Never, never let it be said that Interplay are a bunch of stodgy folks unwilling to try anything new, novel, or - in this case - verging on the gratuitously bizarre. Dragon Dice, slated for release in the second quarter of 1996, will be the networkable software version of the popular TSR fantasy/strategy dice game whose following is almost as rabid and cliquish as the cult of Magic: The Gathering (of which the truly astute fantasy enthusiast may have caught wind in recent years). The original, physical Dragon Dice comes as a boxed set including 18 assorted polyhedral dice, those multicolored, multifaceted, and coveted jewels of the RPG community. While each copy of Interplay's new product does include one randomly-selected die just for the sheer joyous hell of it (and maybe to, ahem, promote TSR's original product), the die's function in the game has been replaced by very tight, pretty graphics and number- generation routines.

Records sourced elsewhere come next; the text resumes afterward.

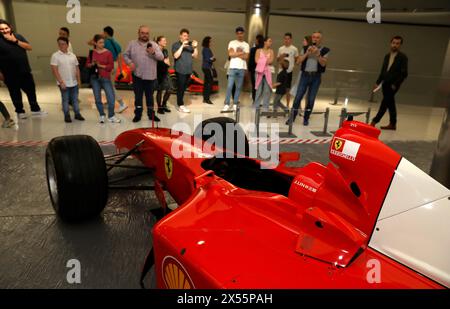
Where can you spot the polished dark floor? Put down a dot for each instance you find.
(35, 246)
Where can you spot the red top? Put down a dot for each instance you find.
(104, 58)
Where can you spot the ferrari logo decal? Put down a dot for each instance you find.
(338, 144)
(168, 166)
(345, 149)
(175, 275)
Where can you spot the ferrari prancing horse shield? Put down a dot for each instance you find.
(168, 166)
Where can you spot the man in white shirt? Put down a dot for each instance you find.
(290, 53)
(238, 51)
(65, 33)
(64, 66)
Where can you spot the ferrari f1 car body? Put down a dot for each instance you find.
(368, 219)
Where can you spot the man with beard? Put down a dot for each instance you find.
(142, 56)
(393, 72)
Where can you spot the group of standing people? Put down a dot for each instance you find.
(149, 62)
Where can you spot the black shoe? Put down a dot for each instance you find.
(154, 117)
(79, 117)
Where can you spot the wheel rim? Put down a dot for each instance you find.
(52, 181)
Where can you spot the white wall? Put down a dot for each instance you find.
(354, 45)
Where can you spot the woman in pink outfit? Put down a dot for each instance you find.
(264, 58)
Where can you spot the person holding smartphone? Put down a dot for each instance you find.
(184, 51)
(164, 84)
(102, 60)
(16, 69)
(288, 52)
(142, 56)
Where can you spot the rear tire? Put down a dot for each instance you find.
(76, 177)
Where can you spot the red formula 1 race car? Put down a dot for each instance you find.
(368, 219)
(195, 85)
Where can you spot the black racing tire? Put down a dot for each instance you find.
(239, 134)
(77, 178)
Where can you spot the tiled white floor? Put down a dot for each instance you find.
(415, 123)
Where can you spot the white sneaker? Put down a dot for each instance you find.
(184, 109)
(114, 119)
(8, 123)
(39, 113)
(122, 107)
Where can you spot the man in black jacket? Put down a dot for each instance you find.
(16, 70)
(393, 73)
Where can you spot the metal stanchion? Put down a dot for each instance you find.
(289, 133)
(368, 115)
(326, 115)
(237, 113)
(336, 97)
(372, 97)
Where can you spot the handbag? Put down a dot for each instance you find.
(214, 72)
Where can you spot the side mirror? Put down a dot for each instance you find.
(286, 157)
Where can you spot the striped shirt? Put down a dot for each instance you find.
(146, 64)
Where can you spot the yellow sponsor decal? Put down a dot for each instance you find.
(175, 275)
(338, 144)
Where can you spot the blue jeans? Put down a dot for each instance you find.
(235, 76)
(311, 83)
(141, 87)
(97, 85)
(70, 94)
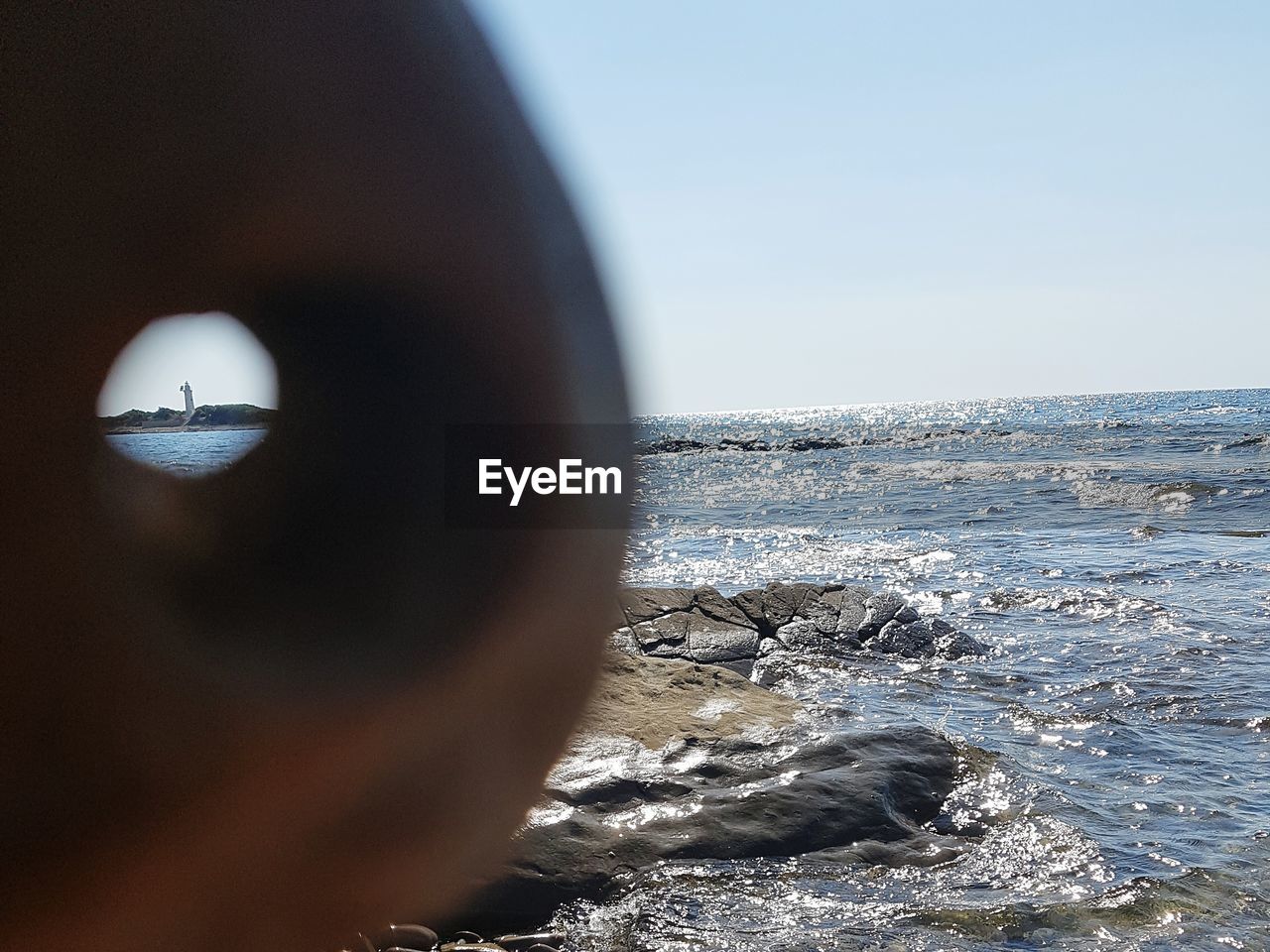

The object of Dragon Dice is to conquer and hold - and I emphasize hold - territories via the construction and organization of "armies" whose particular abilities, combat effectiveness, magical attacks, and lucky breaks are determined, or at least modified, by rounds of die-rolling. On the opposite end of the combat spectrum from reasonably physical, logistical strategy games such as Warcraft or Command and Conquer - i.e., move this unit to this defensible position, launch a projectile, wait for reinforcements - Dragon Dice is much more abstract in nature, with its profuse graphics of terrain and townships serving more as ambient environment-candy than anything else. "Armies," "units," and "dice" are somewhat interchangeable here, and after long talks with designers on this matter it is without any sense of guilt that I say: you will not fully understand this game until you play it yourself. Don't even try.
I grew up with RPG products such as D&D and Call of Cthulhu, and in all honesty have never experienced the original Dragon Dice. Suffice it to say, though, that for months now fantasy enthusiasts, game designers and hard-core sword-and-sorcery geeks of every stripe and spot have raved about the approaching release of this game, and every scrap of data available on it seems to point to the "easy to learn, difficult to master" scheme which is the signal of so many massively popular products. And one last thing: every time I call Interplay lately, somebody there is away from their phone, off playing the original game, hoping to get really good before the October release of the software version. Heed my words: trouble is brewing.